Robert sought the mentorship of his rich dad and through that mentorship he learnt the importance of self education and the accumulation of assets that produce cash flow.
Some of the major points emphasized in the book are:
- School does very little to give us a financial education. We mostly learn how to be docile good employees who follow orders. Creativity is discouraged in the school system. We learn more and more about less and less through specialization. In order to succeed in the corporate world we have to get master’s and PhD degrees and follow the orders of our employers. This option, instead of giving us more financial security, makes us more vulnerable to the whims of our employer and the market place. Personal note: I know many PhDs who struggle financially and who live in constant fear of losing their jobs. Higher education does not translate into higher income nor higher job security. Some of these PhDs have confessed to me that they would have been better off working as waiters.

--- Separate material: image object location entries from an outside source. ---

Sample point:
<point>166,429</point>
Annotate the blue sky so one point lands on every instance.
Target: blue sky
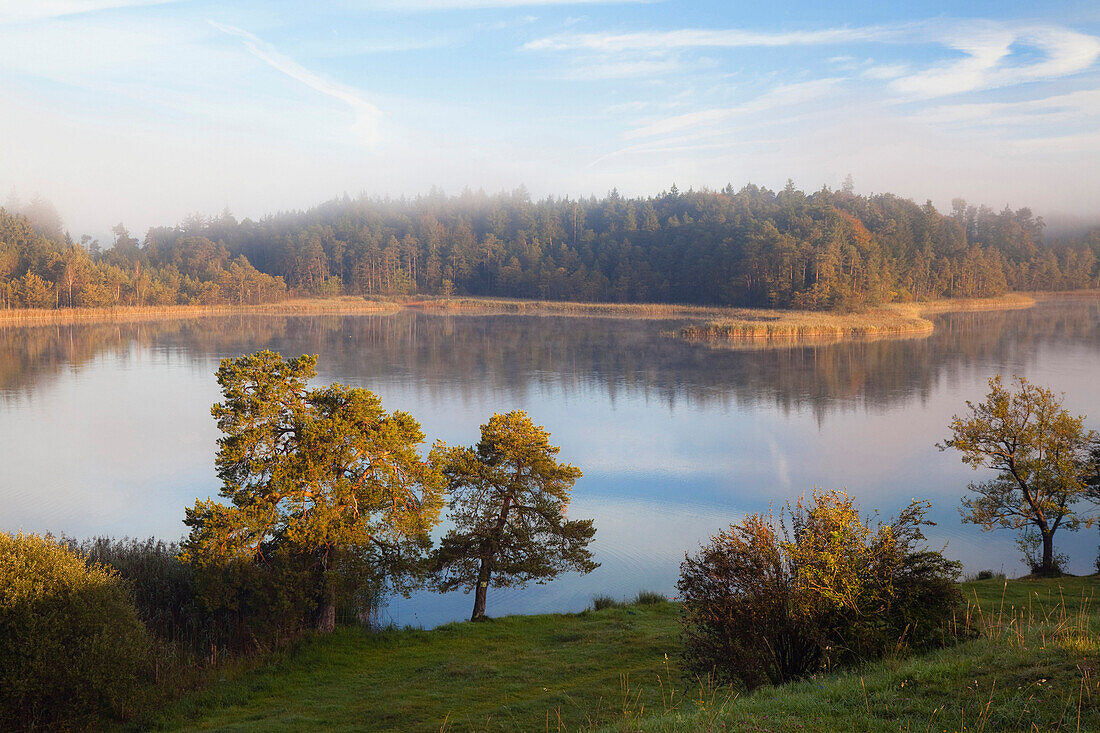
<point>147,111</point>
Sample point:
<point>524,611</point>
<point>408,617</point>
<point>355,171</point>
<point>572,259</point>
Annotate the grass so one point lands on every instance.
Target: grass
<point>724,324</point>
<point>507,674</point>
<point>892,319</point>
<point>509,306</point>
<point>1025,659</point>
<point>128,314</point>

- Wealth is defined, not by how much we earn but by how long we can live from the income of our assets. Financial independence is achieved when our monthly income from assets exceeds our monthly expenses. Many people have high salaries, but they also have high expenses and they are not better off financially.
- In order to become wealthy, we have to invest in income producing assets such as real estate and/or stocks. The secret to wealth is to have your money working for you instead of you working for your money. If you have high a salary but don’t have assets producing cash flow, you will always be a salary slave.

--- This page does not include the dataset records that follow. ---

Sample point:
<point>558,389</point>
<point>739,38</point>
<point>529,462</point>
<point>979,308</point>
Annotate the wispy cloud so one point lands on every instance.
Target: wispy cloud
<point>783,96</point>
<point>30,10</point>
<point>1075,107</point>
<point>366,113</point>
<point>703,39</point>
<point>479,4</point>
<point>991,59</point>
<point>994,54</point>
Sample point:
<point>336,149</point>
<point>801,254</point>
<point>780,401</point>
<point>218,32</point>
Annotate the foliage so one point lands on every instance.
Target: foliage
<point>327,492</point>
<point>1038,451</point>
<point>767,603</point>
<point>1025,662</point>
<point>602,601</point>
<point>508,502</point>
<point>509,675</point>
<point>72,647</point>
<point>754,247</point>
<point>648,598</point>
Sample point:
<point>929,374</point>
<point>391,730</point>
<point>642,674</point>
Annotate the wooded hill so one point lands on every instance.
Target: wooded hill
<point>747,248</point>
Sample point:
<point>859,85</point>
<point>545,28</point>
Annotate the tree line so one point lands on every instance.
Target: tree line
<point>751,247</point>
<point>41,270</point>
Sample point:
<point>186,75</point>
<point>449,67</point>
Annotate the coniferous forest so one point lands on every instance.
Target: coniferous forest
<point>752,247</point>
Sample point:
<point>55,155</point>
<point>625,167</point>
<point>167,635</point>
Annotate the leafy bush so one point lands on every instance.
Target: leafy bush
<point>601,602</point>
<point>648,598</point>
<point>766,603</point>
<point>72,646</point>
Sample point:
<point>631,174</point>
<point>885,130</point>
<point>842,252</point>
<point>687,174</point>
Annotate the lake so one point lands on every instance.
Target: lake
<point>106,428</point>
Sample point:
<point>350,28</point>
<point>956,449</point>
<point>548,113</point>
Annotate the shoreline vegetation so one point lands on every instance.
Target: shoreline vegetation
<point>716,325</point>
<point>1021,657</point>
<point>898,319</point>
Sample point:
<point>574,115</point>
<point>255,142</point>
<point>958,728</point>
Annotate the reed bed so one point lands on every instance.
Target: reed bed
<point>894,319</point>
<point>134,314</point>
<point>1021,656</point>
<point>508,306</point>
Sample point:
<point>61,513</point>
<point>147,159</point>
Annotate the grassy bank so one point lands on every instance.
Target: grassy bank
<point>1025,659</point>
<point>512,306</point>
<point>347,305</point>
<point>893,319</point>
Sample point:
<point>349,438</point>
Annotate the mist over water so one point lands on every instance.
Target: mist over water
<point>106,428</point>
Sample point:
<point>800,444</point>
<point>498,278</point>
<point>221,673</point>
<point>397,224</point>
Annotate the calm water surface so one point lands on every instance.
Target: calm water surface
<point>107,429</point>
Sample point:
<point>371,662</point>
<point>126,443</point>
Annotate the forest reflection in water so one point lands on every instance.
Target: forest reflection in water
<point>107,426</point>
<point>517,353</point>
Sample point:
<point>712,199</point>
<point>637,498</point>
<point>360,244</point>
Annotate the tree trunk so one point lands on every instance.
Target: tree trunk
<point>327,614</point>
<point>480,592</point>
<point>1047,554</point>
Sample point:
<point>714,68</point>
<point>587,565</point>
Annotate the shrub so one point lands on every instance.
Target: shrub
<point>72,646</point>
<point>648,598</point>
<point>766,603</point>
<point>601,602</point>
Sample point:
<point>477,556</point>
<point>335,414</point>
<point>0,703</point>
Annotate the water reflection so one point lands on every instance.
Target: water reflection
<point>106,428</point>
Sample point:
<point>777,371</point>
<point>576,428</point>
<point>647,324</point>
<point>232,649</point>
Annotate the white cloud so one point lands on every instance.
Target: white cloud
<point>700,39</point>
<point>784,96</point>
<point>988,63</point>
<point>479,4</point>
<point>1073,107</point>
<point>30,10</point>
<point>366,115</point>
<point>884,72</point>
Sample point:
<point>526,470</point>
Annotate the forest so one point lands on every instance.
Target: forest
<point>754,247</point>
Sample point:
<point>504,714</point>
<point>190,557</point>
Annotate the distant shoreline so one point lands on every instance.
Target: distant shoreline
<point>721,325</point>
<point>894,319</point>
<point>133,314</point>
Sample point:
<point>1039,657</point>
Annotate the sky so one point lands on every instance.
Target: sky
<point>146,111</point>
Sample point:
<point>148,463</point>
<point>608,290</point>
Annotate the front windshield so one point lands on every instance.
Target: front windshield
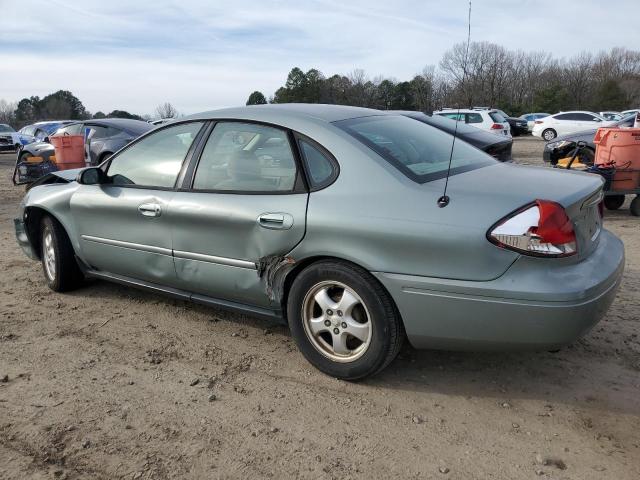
<point>418,150</point>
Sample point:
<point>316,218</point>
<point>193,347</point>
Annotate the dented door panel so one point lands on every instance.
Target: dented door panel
<point>115,236</point>
<point>219,241</point>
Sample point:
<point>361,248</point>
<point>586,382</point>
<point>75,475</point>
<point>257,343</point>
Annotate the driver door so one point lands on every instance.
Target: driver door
<point>123,225</point>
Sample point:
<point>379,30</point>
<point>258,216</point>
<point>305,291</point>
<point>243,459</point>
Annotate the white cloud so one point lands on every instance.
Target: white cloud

- Our house should not be considered an asset. Instead it should be considered a liability. An asset is something which produce revenue. For the majority of us, our house does not produce revenue. Instead, it a house is one of the biggest expenses in our budget. Personal note:The only way a house can become an asset is if you rent the extra space either to roommates or via Airbnb.
- Many financial writers (such as Dave Ramsey) warn us against financial leverage. They claim that we should save until we have enough money to buy an asset. Robert suggests the inverse. He suggests that we use other people’s money to achieve our financial objectives; for example, borrowing money to buy commercial properties.
I think the book may be a great motivational tool for people who wish to leave the rat race. Robert tells us that it is possible to become wealthy and we believe him. However, he does not share any specific information with us.
Robert has licensed his name and his trademark “Rich Dad” to sell educational products and expensive real estate seminars. The price of those courses can be as high as $45,000. Although the book is a great source of inspiration, I believe that Robert is in the business of pushing his workshops to desperate people. In my eyes this different business model tarnishes his reputation as a source of inspiration.